Instructions to serve Luke's Creamy Pesto Shrimp Pasta:
- In large pot bring 4 quarts water to boil.
- Stir in pasta boil for 11 minutes stirring occasionally.
- While pasta is cooking begin making sauce. In small sauce pan melt butter over low heat
- Add flour, salt, and pepper and stir with wooden spoon until smooth.
- Stir in milk and raise heat to medium. Continue stirring until bubbles appear over entire surface. Then stir for additional 1 minute.
- Remove from heat, stir in 4 oz pesto paste, cover and set aside.
- By this time the pasta should be done. Drain and place in 2 qt casserole dish. Cover to retain heat.
- In large pan heat 1 tbl spoon olive oil. Add asparagus and grape tomatoes. Cover and cook over medium heat for 2-3 minutes just until asparagus becomes tender stirring occasionally.

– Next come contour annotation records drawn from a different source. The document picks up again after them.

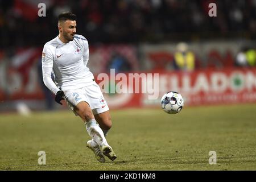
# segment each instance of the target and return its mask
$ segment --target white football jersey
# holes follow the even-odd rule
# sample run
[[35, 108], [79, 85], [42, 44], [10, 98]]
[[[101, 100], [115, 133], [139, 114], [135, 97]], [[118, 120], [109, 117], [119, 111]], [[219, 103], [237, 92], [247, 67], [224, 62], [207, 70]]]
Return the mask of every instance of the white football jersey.
[[88, 60], [88, 42], [84, 36], [75, 35], [73, 40], [67, 43], [57, 36], [47, 42], [43, 50], [44, 84], [55, 94], [60, 89], [76, 89], [92, 85], [94, 77], [86, 66]]

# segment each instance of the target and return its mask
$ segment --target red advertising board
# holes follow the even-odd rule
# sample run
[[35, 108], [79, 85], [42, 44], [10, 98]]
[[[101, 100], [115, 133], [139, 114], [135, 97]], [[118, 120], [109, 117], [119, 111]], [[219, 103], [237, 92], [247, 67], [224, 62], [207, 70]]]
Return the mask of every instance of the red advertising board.
[[[105, 94], [110, 107], [159, 106], [162, 96], [171, 90], [180, 93], [187, 106], [256, 102], [255, 68], [140, 73], [133, 77], [133, 81], [129, 78], [129, 74], [125, 74], [126, 83], [127, 88], [132, 88], [131, 92], [127, 90], [119, 94], [116, 93], [117, 85], [121, 80], [117, 79], [118, 74], [114, 78], [112, 76], [115, 80], [115, 93]], [[148, 79], [148, 74], [151, 74], [151, 79]], [[97, 81], [100, 85], [102, 81]], [[136, 92], [138, 85], [139, 93]], [[143, 87], [150, 88], [151, 92], [147, 89], [143, 92]], [[153, 95], [155, 97], [149, 98]]]

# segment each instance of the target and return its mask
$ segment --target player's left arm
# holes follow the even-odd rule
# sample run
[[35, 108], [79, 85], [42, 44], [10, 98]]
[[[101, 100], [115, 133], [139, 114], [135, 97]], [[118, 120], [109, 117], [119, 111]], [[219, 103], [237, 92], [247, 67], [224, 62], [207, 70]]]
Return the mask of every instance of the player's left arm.
[[82, 57], [84, 60], [84, 64], [86, 66], [89, 60], [89, 44], [87, 40], [82, 40], [82, 41], [84, 47], [84, 50], [82, 52]]

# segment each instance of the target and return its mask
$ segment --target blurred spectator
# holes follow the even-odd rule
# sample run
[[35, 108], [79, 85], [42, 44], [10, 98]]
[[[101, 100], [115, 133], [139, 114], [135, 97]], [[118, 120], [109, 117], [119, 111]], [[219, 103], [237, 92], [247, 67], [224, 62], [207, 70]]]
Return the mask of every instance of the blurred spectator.
[[188, 50], [188, 45], [179, 43], [177, 51], [174, 53], [174, 68], [177, 70], [192, 71], [195, 67], [196, 59], [194, 53]]
[[[0, 1], [0, 48], [42, 46], [57, 34], [49, 31], [56, 14], [67, 10], [79, 15], [77, 33], [91, 44], [256, 38], [255, 0], [43, 1], [46, 17], [37, 16], [40, 1]], [[210, 2], [217, 17], [208, 16]]]
[[242, 49], [236, 56], [236, 65], [240, 67], [256, 66], [256, 49], [248, 48]]

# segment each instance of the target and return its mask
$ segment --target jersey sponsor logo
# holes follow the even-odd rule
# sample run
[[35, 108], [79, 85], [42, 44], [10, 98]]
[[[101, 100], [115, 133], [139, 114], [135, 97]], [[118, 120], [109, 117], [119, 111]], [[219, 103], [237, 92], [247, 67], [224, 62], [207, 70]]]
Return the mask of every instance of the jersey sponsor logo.
[[58, 56], [58, 55], [57, 55], [57, 58], [58, 58], [58, 57], [60, 57], [60, 56], [61, 56], [61, 55], [63, 55], [63, 53], [62, 54], [61, 54], [60, 55], [59, 55], [59, 56]]
[[76, 55], [79, 55], [81, 53], [81, 49], [77, 47], [76, 48], [75, 48], [75, 54]]

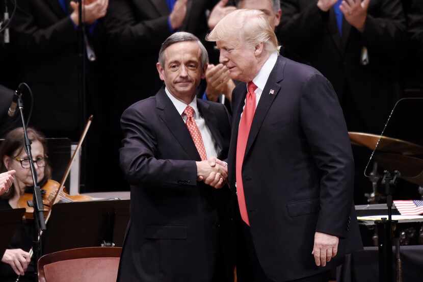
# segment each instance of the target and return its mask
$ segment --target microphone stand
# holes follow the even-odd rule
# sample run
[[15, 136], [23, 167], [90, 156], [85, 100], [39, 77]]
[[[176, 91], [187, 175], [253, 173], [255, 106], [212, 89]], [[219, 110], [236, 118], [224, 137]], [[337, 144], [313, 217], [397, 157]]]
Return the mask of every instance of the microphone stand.
[[[28, 201], [28, 206], [34, 208], [34, 239], [33, 240], [33, 249], [34, 250], [34, 256], [35, 262], [38, 261], [38, 259], [41, 255], [41, 241], [40, 234], [42, 231], [46, 229], [45, 220], [44, 218], [44, 207], [41, 196], [41, 191], [40, 186], [38, 186], [38, 180], [37, 172], [35, 171], [35, 167], [34, 165], [34, 161], [31, 152], [31, 141], [28, 138], [28, 133], [27, 131], [27, 125], [25, 122], [25, 118], [23, 116], [23, 102], [22, 101], [22, 94], [19, 93], [18, 94], [18, 107], [20, 113], [20, 118], [22, 120], [22, 126], [23, 128], [23, 135], [25, 142], [25, 150], [30, 161], [30, 167], [31, 168], [31, 174], [32, 174], [32, 180], [34, 182], [34, 190], [33, 191], [33, 200]], [[38, 273], [37, 266], [35, 266], [35, 279], [38, 281]]]

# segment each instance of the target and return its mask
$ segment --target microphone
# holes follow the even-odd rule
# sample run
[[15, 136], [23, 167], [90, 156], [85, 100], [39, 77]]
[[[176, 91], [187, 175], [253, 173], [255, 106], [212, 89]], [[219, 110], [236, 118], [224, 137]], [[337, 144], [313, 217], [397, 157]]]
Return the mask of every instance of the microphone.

- While vegetables are cooking place shrimp, lemon juice, tablespoon olive oil, teaspoon pesto, salt, pepper and garlic powder in small bowl and mix.
- Once asparagus are near tender add shrimp mix and cook 1-2 minutes over medium heat until shrimp turn pink. Do not over cook.
- Mix shrimp, vegetables, sauce and sun dried tomatoes with pasta in casserole dish and serve.
Lightened up shrimp cooked in a creamy garlic infused pesto cream sauce. Shrimp and pesto are a combo made in heaven. Add mushrooms, tomatoes and your favorite veggies to take it to the next level. To the pot of cooked pasta, add the cooked shrimp and tomatoes, cooked zucchini, butter, mascarpone cheese, and half the reserved pasta cooking water. This delicious Pesto Shrimp Fettuccine in White Wine Sauce is all about the flavor combination of zesty pesto, garlic, pasta and mushrooms.